En los Estudios históricos, climatológicos y pato lógicos de las Islas Canarias, del doctor don Gregorio Chil y Naranjo—siguen sus títulos, que no son pocos—, se dedica un capítulo—páginas 435 a 455 del voluminoso tomo I—a los “Reinos de Fuerteventura”. Reinos, así, y no reino. Porque esta isla estaba dividida, antes que arribaran a ella sus primeros descubridores y conquistadores europeos, en dos reinos por lo menos. Lo que quiere decir, repitamos, que aquí hubo historia; que no fué esta una de esas idílicas—tomando lo de idilio en su vulgar sentido moderno—islas del mar Mamado por mal nombre, Pacífico.
El doctor Chil y Naranjo, varón ingenuo y candoroso, nos describe las costumbres de los primitivos guanches majoreros, diciéndonos que eran “alegres y amigos de las grandes fiestas”, que lloraban difícilmente”, y que “por la resignación que tenían con su suerte, se puede decir que parecían verdaderos estoicos”. Y así continúan siendo sus habitadores de hoy, para consuelo y edificación de los desterrados que llegan a estas hospitalarias costas.
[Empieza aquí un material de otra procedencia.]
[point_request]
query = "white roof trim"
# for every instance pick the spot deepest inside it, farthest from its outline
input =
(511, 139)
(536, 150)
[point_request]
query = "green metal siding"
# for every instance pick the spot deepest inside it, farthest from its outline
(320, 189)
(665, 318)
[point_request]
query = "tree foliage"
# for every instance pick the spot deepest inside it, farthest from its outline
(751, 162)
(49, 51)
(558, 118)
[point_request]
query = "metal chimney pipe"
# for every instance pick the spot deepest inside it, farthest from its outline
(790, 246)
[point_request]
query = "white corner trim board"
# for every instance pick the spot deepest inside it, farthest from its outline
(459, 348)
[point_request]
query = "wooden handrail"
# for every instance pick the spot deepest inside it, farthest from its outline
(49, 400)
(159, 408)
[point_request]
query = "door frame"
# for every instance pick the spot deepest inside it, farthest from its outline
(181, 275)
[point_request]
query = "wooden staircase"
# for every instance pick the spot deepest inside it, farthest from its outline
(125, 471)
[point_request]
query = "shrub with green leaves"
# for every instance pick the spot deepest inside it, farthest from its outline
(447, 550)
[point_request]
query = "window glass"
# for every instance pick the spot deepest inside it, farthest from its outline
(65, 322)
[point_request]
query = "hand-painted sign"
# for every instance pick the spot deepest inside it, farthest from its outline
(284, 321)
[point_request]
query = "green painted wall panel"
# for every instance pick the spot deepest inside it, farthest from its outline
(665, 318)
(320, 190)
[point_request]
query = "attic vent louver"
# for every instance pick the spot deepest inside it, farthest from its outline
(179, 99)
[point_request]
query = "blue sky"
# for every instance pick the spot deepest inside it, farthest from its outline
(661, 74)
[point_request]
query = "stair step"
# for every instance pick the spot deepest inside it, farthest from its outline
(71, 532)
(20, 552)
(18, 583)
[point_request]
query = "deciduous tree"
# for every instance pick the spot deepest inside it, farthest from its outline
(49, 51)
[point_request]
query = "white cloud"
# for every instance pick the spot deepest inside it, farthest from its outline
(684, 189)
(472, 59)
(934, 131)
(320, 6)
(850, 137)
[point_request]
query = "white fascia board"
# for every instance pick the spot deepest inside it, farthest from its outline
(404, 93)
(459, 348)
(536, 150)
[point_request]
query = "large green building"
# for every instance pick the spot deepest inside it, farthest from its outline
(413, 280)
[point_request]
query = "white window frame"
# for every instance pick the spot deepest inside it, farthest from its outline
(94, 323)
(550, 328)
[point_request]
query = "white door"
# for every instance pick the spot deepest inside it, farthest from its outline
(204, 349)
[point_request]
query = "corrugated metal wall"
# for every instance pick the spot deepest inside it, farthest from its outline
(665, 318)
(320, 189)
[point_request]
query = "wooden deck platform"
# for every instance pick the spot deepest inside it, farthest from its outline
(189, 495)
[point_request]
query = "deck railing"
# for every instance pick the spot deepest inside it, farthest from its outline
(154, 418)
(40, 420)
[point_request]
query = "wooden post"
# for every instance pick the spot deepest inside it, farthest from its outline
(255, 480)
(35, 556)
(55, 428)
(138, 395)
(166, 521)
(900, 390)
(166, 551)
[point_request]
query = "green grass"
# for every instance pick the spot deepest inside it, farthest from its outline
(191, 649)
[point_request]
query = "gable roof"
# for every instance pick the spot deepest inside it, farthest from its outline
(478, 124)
Y hablando luego de su gobierno, dice el ingenuo doctor Chil y Naranjo, una especie de Herodoto perteneciente a varias asociaciones académicas—entre ellas a una Sociedad de Aclimatación y a la Academia Estanislao, de Nancy—. que “es de creer que el Gobierno era monárquico hereditario, con castas privilegiadas y una gerarquía—la g es suya y no nuestra—social que tenía el mando de los ejércitos y ejercía la magistratura, bien que, desconociéndose la servidumbre, los altos puestos del reino eran desempeñados por los guerreros; esto es, por los Altahas u hombres valerosos, a quienes por lo mismo no alcanzaba todo el rigor de las leyes penales”. Y poco después añade que “el rey era siempre supremo magistrado, y que el “oficio de carnicero y da verdugo eran reputados como infamantes”.